The strong growth in computer security incidents forces private companies and government organizations to improve and be aware of hackers’ new tacticss continually. To do this, these organizations must equip themselves with numerous hardware and software at the cutting edge of technology. Despite this, if no one can use them well or know how to use them wisely, it is useless. That is why cybersecurity knowledge is just as, if not more, necessary than any tool or software. However, this learning of knowledge seems to be strongly influenced by the beliefs of the human who acquired it. In other words, beliefs that an individual holds will influence the awareness of the knowledge transmitted to him and thus influence the implementation of this knowledge. For many reasons, individuals receiving information may decide to classify it as irrelevant if it is too complicated, takes too much time or is poorly explained.
In this study, researchers Percia, Keupp, and Mermoud (2020) set out to further understand the impact that human beliefs have on absorbing specific knowledge to provide effective cybersecurity protection. They based their study on knowledge and the economics of transaction costs. Briefly, this principle states that an individual will decide to absorb information transmitted to him if he judges that it will be profitable for him to acquire this knowledge or that the costs, either in effort or in time, are not higher than the profits.
Thus, the researchers attempt to affirm or abdicate four hypotheses related to beliefs about the absorption of knowledge.
1) The belief of resources: implies that the individual believes that the information transmitted to him will be useful. Thus, the information will become a reference resource for the future.
2) The belief in usefulness: implies that the individual perceives that the information transmitted is genuinely useful and worth spending time and energy on it.
3) The belief of reward: implies that the individual will give importance to information transmitted to him if he believes that he is getting a reward in return.
4) The belief of reciprocity: implies that the individual can absorb knowledge only through a social exchange to the extent that the individual can reciprocate when receiving information from others.
To do this, they analyzed data from 262 members of a closed user group MELANI-net, a national center for information sharing and analysis called ISAC located in Switzerland.
Figure 1. Knowledge Absorption Model
The study results indicate that belief in resources, belief in utility, and belief in reciprocity are positively associated with absorption of knowledge. However, belief in rewards is not significantly associated with absorption.
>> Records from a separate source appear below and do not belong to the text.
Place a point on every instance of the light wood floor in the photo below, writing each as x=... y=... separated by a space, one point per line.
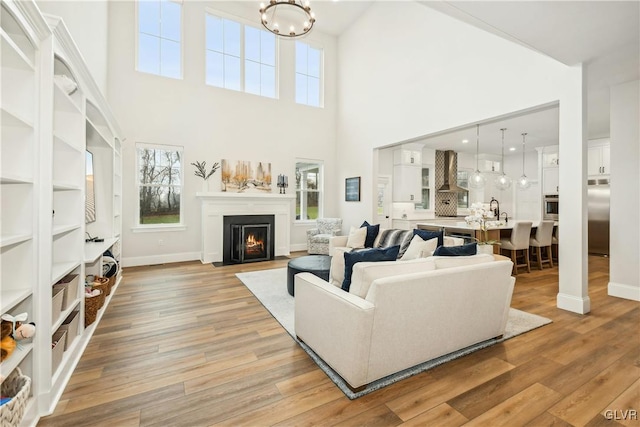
x=188 y=345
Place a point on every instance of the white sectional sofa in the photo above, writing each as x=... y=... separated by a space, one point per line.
x=402 y=313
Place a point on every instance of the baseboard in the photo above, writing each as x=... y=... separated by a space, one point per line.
x=573 y=303
x=159 y=259
x=620 y=290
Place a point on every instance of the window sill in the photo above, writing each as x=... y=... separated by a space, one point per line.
x=158 y=228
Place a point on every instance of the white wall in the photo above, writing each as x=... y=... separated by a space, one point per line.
x=625 y=193
x=212 y=124
x=437 y=73
x=88 y=23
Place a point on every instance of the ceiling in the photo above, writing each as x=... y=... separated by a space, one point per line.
x=605 y=35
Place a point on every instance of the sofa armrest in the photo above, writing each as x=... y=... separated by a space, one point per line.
x=336 y=242
x=336 y=325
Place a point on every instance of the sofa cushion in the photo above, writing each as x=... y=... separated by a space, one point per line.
x=370 y=255
x=372 y=233
x=427 y=235
x=458 y=261
x=464 y=250
x=364 y=273
x=393 y=237
x=419 y=248
x=357 y=237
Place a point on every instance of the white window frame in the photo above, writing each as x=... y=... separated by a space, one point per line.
x=321 y=76
x=320 y=192
x=137 y=48
x=243 y=23
x=158 y=227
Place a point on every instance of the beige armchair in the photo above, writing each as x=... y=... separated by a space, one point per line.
x=318 y=238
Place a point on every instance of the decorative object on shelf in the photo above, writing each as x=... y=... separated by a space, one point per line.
x=503 y=182
x=245 y=176
x=201 y=171
x=485 y=220
x=352 y=189
x=283 y=183
x=523 y=181
x=287 y=18
x=477 y=179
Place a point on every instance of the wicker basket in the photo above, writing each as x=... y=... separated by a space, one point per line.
x=91 y=307
x=18 y=387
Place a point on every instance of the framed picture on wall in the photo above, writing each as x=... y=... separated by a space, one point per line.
x=352 y=189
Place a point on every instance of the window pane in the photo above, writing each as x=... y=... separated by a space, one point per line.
x=268 y=48
x=148 y=54
x=171 y=20
x=313 y=94
x=301 y=58
x=231 y=37
x=149 y=17
x=301 y=89
x=252 y=77
x=314 y=62
x=268 y=81
x=252 y=44
x=215 y=33
x=231 y=72
x=170 y=66
x=215 y=69
x=159 y=205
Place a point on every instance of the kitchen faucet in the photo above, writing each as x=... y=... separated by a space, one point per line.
x=496 y=211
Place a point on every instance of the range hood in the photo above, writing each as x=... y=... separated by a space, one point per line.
x=450 y=179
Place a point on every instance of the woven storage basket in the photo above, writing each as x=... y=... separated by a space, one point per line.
x=91 y=307
x=18 y=387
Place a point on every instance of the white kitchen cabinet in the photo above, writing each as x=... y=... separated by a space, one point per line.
x=407 y=183
x=550 y=180
x=598 y=159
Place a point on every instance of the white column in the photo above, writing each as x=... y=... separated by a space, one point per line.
x=573 y=269
x=624 y=218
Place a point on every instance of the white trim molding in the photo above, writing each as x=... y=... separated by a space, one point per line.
x=214 y=206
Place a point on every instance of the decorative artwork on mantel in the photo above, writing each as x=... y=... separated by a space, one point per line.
x=244 y=176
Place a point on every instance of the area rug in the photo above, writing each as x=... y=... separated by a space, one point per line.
x=270 y=287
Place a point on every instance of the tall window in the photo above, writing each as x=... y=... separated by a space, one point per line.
x=240 y=57
x=159 y=37
x=159 y=184
x=308 y=75
x=308 y=190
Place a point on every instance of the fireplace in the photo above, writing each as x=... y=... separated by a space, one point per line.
x=248 y=238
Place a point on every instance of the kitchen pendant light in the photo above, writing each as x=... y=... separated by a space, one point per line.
x=477 y=179
x=503 y=182
x=523 y=181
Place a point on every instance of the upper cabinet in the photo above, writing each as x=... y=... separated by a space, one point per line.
x=598 y=160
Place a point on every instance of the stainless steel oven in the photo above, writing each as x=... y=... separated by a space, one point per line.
x=550 y=206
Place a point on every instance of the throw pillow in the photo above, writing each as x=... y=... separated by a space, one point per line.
x=370 y=255
x=427 y=235
x=393 y=237
x=372 y=233
x=418 y=248
x=464 y=250
x=356 y=237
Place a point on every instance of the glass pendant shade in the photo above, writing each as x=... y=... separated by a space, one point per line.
x=503 y=182
x=477 y=179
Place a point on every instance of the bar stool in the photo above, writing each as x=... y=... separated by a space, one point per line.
x=519 y=241
x=542 y=242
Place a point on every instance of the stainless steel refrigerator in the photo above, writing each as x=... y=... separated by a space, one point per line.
x=598 y=212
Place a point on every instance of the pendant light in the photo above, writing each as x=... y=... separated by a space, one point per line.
x=503 y=182
x=523 y=181
x=477 y=179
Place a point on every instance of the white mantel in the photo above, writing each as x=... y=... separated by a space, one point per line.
x=215 y=206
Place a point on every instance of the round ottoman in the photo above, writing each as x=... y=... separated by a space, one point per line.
x=318 y=265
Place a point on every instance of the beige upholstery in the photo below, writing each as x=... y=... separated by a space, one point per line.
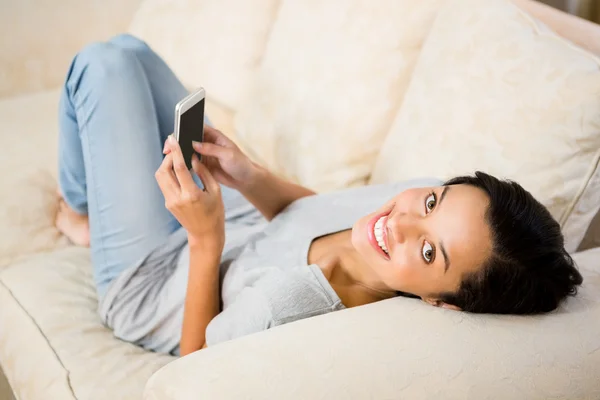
x=322 y=93
x=213 y=44
x=52 y=344
x=428 y=354
x=38 y=38
x=485 y=97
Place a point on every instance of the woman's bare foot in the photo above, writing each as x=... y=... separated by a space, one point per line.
x=74 y=226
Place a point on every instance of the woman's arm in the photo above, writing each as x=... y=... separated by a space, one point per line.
x=231 y=167
x=202 y=214
x=270 y=194
x=202 y=297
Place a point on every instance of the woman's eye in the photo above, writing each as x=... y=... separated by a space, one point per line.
x=427 y=253
x=430 y=203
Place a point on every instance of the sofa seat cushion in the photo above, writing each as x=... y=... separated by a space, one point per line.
x=53 y=344
x=496 y=90
x=405 y=349
x=28 y=172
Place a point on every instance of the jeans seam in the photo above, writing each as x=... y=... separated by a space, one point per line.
x=79 y=108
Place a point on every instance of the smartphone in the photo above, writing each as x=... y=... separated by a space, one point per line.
x=189 y=123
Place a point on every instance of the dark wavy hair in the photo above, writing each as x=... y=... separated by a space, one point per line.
x=529 y=270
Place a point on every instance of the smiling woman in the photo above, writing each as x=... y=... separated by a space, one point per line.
x=477 y=244
x=196 y=257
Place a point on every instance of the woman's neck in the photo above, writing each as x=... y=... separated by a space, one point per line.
x=350 y=276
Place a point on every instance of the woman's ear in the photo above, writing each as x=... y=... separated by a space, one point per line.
x=439 y=303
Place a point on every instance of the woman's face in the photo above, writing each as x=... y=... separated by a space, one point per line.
x=433 y=237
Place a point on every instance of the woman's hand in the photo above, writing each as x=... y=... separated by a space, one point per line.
x=200 y=212
x=224 y=159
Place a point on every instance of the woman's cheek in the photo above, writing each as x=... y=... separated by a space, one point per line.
x=405 y=275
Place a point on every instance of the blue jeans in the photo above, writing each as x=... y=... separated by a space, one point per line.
x=116 y=111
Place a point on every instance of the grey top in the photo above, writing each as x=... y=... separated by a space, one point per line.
x=270 y=283
x=265 y=277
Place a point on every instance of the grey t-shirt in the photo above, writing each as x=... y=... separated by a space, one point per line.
x=270 y=282
x=265 y=277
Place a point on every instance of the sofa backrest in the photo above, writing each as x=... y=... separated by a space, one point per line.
x=216 y=44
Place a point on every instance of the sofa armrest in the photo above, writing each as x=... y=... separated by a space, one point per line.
x=402 y=348
x=39 y=38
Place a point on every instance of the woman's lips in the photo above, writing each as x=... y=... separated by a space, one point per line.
x=371 y=234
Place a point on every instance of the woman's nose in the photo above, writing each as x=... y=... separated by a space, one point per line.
x=401 y=226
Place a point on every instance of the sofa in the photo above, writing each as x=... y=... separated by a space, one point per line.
x=331 y=94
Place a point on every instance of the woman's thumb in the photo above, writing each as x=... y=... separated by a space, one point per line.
x=207 y=149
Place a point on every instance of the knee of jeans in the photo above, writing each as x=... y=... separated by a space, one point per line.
x=101 y=60
x=128 y=41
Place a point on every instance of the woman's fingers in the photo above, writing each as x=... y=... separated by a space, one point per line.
x=210 y=183
x=213 y=135
x=166 y=178
x=211 y=150
x=183 y=174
These results illustrate the importance of taking knowledge absorption into account in ensuring IT security. Understanding the factors and assumptions mentioned above allows cybersecurity trainers to convey information to an audience that is genuinely ready to acquire knowledge by playing on relevance, reciprocity, and the resources that emerge. This study also helps fill some limitations that past studies on cybersecurity knowledge have not been able to fill.